沈太太这天下午去熟稔的一户人家打牌,几个女太太们一提到钱,张家先哭穷,等到李家再站出来说自家可怜,简直是六宫粉黛无颜色,沈太太不由心里暗笑这些人的扭捏作态。
太太们聚在一起,难免要谈点八卦,大家都说顾东篱这个第二任老婆,真是家底丰厚,听说她即便是待在家里,一天也要换三次衣服。
像现在这种暮春天气,顾夫人早上穿短袖羊毛衫,中午换成旗袍,晚上就是西式长裙。
最妙的就是她的旗袍滚宽边,上面能绣出各种花样,有一件旗袍滚边上竟然有一百多只翩翩飞舞的蝴蝶,乃金丝银线绣成,而旗袍的纽扣则熠熠生辉,颗颗都是红宝石。
太太们毕竟见过顾夫人的不多,都来问沈太太传闻是否属实,她想起上次做客在顾府的见闻,倒也觉得传闻非虚,便笑道:“衣服什么的,都是虚的,我只觉得顾夫人是极聪明的人。

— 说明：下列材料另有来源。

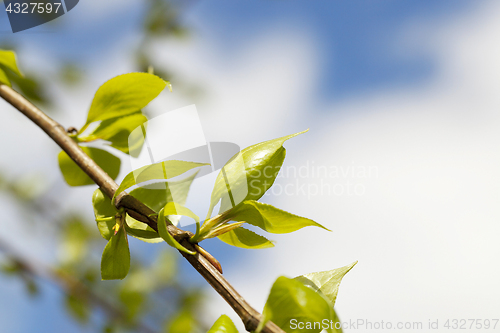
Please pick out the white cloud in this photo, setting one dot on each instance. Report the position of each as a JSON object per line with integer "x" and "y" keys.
{"x": 425, "y": 231}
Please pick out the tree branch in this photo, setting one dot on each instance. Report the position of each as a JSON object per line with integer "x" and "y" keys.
{"x": 69, "y": 284}
{"x": 137, "y": 209}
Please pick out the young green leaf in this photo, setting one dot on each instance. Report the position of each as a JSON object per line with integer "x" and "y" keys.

”
那可不是,人家振臂一呼,筹集来的善款便都是托她的福,若筹不到几文钱,那就是北平人吝啬小气,和她无干。
收到晚宴请帖后,沈家属宝诗最高兴,觉得是大出风头的机会,梦家则说自己不想去,她笑道:“这么一个你看看我、我看看你的机会,就留给喜欢热闹的人吧。”
沈太太白了女儿一眼,道:“养女儿真是不省心,稍微大点,就该操心她的婚事,怕嫁的不好,更怕嫁不出去。你们也得体谅下我的心。”
梦家笑道:“生女儿哪里不好,你看某某家全是儿子,还说羡慕你呢。”
沈太太“哎吆”一声,指着梦家说:“生了儿子的都说女儿好,乐得说说嘛。”
再说杜馨遗,半个月前她老父终于撒手人寰,全靠她尽力周旋才体面办理了丧事。
葬礼上杜馨遗之镇定平静,完全出乎众人的意料,她说树从脚下烂,祸事真从天上掉下来的究竟是少,杜家有了今天谁也怨不得。
更何况现在潮流所趋,男女都讲究经济独立、自谋生活,她已经寻好了差事,但求平稳度过这番劫难。
这天梦家依照杜馨遗留的新地址,特意上门探望,她新家虽在两三进的大院落之中,却自成格局。从南端的小门进来,满院都是丛笼的树木,通过敞开的玻璃窗,梦家则看到了杜馨遗正在窗下和人说话,那人有些面熟,不正是石屏梅么?
等她站在门外喊了声“杜姐姐”,杜馨遗连忙出来迎接。
进了屋,就见屋里收拾的十分清雅,窗前的桌子上还摆着酒盏和些小菜,梦家笑说:“我闯席了。”
杜馨遗笑道:“哪儿呀,请都请不到。”那石屏梅也认出她,点头朝她问好。
杜馨遗知道梦家不喝酒,只为她倒一杯清茶,才说:“晚上我叫畅观楼来送饭菜,他们的西餐做的还不错,你要不要留下来一起吃饭?”
梦家连忙起身接茶,说:“不敢叨扰太久,见你日子这样清净舒服,我也觉得高兴。”
石屏梅插话道:“之前她住在饭店里,像没庙的佛爷一样,也受不到一炉好香火,我说你既然官司赢了,不如租个清净的小院儿,大家伙也好随时来看你!”
梦家吃惊道:“什么官司?”
杜馨遗这才说了来龙去脉,原来是杜老先生年轻时,在外面养了个姨太太,生的儿子如今也有二十来岁。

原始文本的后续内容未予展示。